Kingfisher is considering legal action against Mr Bricolage over a dispute about the terms of its potential acquisition of the French retailer.
Kingfisher has issued a statement revealing it is “considering all of its options” after Mr Bricolage claimed store closure plans Kingfisher laid out to the Competition Authority would not be in its best interests.
B&Q owner Kingfisher would be able to sue Mr Bricolage for breach of contract because the two companies have entered into a binding agreement regarding the acquisition.
The Bricolage board and major shareholder ANPF, the network of franchises that holds a 41.9% stake in the company, argues the number of stores that will be forced to close or change fascias in order to get approval from the Competition Authority was greater than expected.
It is understood Kingfisher told the French Competition Authority it would close or change the fascias of 33 franchise stores and 11 directly owned Mr Bricolage stores.

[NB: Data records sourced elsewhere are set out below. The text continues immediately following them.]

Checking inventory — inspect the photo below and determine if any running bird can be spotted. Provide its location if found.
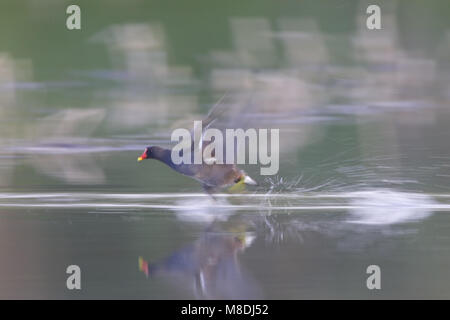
[138,97,257,194]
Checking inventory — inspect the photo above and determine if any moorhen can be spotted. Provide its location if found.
[138,97,257,195]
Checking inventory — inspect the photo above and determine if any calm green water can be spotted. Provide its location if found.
[0,0,450,299]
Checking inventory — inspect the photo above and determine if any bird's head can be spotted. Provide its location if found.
[138,147,157,161]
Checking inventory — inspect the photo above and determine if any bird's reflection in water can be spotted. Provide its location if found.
[139,223,261,299]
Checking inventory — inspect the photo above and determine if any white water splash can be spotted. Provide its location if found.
[348,190,436,225]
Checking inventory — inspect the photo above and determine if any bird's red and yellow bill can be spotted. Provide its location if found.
[138,152,147,162]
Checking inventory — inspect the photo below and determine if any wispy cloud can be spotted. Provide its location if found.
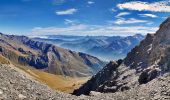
[139,14,158,18]
[117,0,170,12]
[52,0,66,5]
[116,12,130,17]
[113,18,149,25]
[56,8,78,15]
[32,24,158,36]
[64,19,79,25]
[87,1,95,5]
[110,8,116,12]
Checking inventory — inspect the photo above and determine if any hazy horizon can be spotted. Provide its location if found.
[0,0,170,36]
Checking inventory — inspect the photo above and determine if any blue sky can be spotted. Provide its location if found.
[0,0,170,36]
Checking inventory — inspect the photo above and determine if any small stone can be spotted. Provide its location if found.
[0,90,3,95]
[18,94,27,99]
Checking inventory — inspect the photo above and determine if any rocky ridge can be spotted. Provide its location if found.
[0,33,105,77]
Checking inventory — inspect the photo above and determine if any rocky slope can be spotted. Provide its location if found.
[0,64,170,100]
[33,34,144,61]
[74,18,170,95]
[0,33,104,77]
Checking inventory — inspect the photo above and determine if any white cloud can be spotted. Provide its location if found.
[117,0,170,12]
[139,14,158,18]
[32,24,158,36]
[113,18,148,25]
[64,19,79,25]
[56,8,78,15]
[87,1,95,5]
[116,12,130,17]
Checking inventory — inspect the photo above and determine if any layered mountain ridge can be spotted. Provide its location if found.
[33,34,145,61]
[0,33,105,77]
[73,17,170,95]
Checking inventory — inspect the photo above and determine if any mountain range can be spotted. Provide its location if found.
[73,18,170,100]
[33,34,145,61]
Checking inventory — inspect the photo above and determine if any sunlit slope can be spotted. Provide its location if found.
[26,69,88,93]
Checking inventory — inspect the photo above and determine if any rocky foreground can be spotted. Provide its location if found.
[0,65,170,100]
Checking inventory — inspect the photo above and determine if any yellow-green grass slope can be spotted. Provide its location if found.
[0,55,89,93]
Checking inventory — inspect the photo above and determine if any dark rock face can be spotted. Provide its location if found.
[138,69,159,84]
[73,60,121,95]
[0,34,105,77]
[75,18,170,95]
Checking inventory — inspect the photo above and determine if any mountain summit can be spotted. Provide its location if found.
[0,33,104,77]
[74,18,170,96]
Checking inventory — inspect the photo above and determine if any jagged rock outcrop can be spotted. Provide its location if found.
[0,33,105,77]
[73,60,122,95]
[74,18,170,95]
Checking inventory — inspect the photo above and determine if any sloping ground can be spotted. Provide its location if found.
[0,64,170,100]
[74,18,170,95]
[0,55,89,93]
[0,33,105,77]
[0,55,9,64]
[26,70,89,93]
[0,64,75,100]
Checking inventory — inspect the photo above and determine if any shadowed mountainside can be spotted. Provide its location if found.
[33,34,144,61]
[0,33,105,77]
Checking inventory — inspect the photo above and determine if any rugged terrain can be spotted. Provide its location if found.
[0,18,170,100]
[74,18,170,97]
[0,33,105,77]
[0,59,170,100]
[33,34,144,61]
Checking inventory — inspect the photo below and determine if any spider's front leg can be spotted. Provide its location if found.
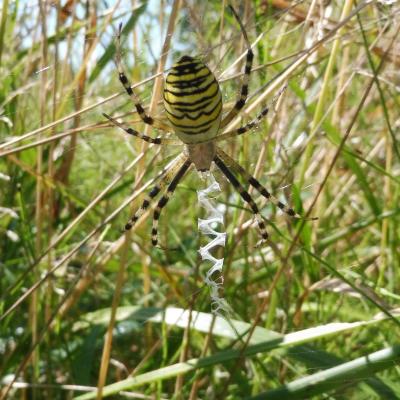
[115,24,170,132]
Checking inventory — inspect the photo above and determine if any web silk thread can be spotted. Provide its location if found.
[197,171,230,316]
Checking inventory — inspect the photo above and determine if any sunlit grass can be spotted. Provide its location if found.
[0,0,400,399]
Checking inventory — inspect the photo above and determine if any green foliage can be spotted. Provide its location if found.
[0,0,400,400]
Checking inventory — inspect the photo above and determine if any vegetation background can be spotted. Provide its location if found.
[0,0,400,400]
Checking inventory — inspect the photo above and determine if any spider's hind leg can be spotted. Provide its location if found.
[125,155,187,231]
[151,158,192,246]
[214,154,268,246]
[217,148,317,219]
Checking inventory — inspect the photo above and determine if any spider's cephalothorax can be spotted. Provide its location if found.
[104,7,310,245]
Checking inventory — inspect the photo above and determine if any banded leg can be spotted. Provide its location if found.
[115,24,170,132]
[103,113,182,145]
[214,154,268,246]
[125,154,187,231]
[220,6,254,129]
[214,102,269,142]
[151,159,192,246]
[217,148,318,219]
[214,85,287,142]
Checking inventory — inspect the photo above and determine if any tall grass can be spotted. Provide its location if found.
[0,0,400,399]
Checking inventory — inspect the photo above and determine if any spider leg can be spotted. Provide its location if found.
[115,24,171,132]
[214,154,268,244]
[220,6,254,129]
[214,102,269,142]
[103,113,182,145]
[217,148,316,219]
[151,158,192,246]
[214,85,287,142]
[125,154,187,231]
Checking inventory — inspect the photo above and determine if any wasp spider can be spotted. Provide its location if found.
[104,6,308,246]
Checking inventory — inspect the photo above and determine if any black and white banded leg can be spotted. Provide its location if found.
[214,85,287,142]
[217,148,318,220]
[125,154,187,231]
[151,159,192,246]
[115,24,170,132]
[220,6,254,129]
[214,154,268,246]
[103,113,182,145]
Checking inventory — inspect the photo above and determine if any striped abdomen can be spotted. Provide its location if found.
[164,56,222,144]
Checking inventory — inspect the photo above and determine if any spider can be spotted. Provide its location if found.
[103,6,310,246]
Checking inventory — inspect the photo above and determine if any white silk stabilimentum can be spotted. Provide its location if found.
[197,171,230,315]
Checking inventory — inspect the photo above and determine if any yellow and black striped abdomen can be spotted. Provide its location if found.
[164,56,222,144]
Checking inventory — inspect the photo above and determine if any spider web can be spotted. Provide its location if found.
[197,171,231,316]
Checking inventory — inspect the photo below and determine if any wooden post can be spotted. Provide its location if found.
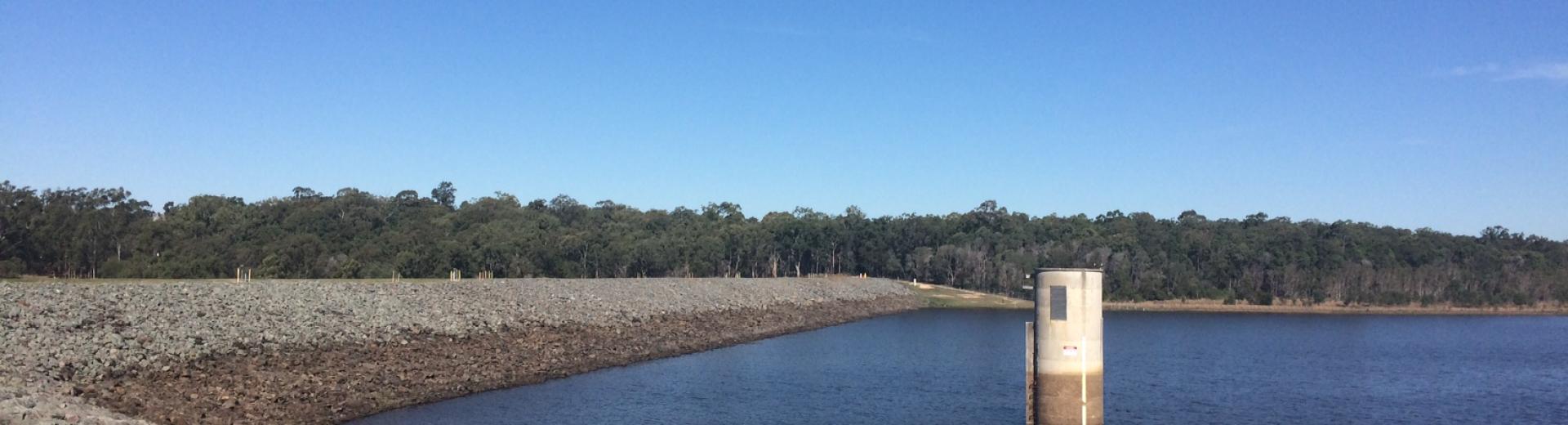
[1024,321,1035,425]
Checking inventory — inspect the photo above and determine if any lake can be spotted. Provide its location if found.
[354,311,1568,425]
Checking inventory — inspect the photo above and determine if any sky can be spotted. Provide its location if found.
[0,0,1568,240]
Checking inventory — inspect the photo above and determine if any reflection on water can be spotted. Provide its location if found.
[358,311,1568,423]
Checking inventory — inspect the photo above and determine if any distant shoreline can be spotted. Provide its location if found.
[903,282,1568,315]
[1104,299,1568,315]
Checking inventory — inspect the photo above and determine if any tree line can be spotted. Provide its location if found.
[0,182,1568,306]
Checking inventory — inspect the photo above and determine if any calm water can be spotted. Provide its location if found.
[358,311,1568,423]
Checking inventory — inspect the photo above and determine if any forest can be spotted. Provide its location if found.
[0,182,1568,306]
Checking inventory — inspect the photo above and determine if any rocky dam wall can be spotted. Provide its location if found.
[0,278,922,423]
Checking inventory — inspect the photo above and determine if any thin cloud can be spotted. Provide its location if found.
[1435,63,1568,82]
[1441,63,1502,77]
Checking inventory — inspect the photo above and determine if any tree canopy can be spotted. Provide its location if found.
[0,182,1568,306]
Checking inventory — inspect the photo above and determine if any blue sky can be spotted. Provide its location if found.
[0,2,1568,239]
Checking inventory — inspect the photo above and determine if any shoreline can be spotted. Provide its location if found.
[0,278,922,423]
[903,282,1568,315]
[1104,299,1568,315]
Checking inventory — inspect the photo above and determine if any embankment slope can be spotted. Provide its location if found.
[0,280,922,423]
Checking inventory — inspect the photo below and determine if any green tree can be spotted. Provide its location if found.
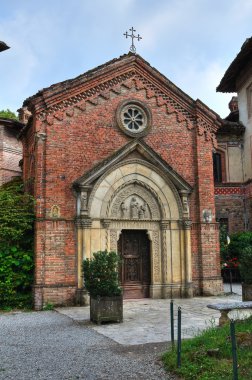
[0,108,18,120]
[0,179,34,307]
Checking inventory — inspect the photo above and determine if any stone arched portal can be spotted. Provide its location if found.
[76,141,192,298]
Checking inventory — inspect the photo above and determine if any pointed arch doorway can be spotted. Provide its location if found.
[117,230,151,298]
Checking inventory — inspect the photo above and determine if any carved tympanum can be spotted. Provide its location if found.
[110,185,160,220]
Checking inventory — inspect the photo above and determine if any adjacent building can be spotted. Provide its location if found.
[0,117,24,186]
[214,38,252,233]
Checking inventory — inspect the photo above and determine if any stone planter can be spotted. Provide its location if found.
[242,283,252,301]
[90,296,123,324]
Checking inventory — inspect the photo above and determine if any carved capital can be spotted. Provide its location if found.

Mr Bricolage had 797 branded or affiliated stores as of December 31.
Kingfisher entered a binding agreement with the shareholders of Mr Bricolage to acquire their shareholdings subject to “satisfactory” anti-trust clearance on July 23.
Under the terms of the deal, Kingfisher would acquire 41.9% of share capital from ANPF and 26.2% from the Tabur family.
In a statement, Kingfisher said: “At a late stage Mr Bricolage and the ANPF indicated that the undertakings in France required to obtain the competition clearance were no longer in their interests.
“Without the consent of Mr Bricolage and the ANPF, the competition clearance undertakings necessary to finalise the transaction cannot be given.”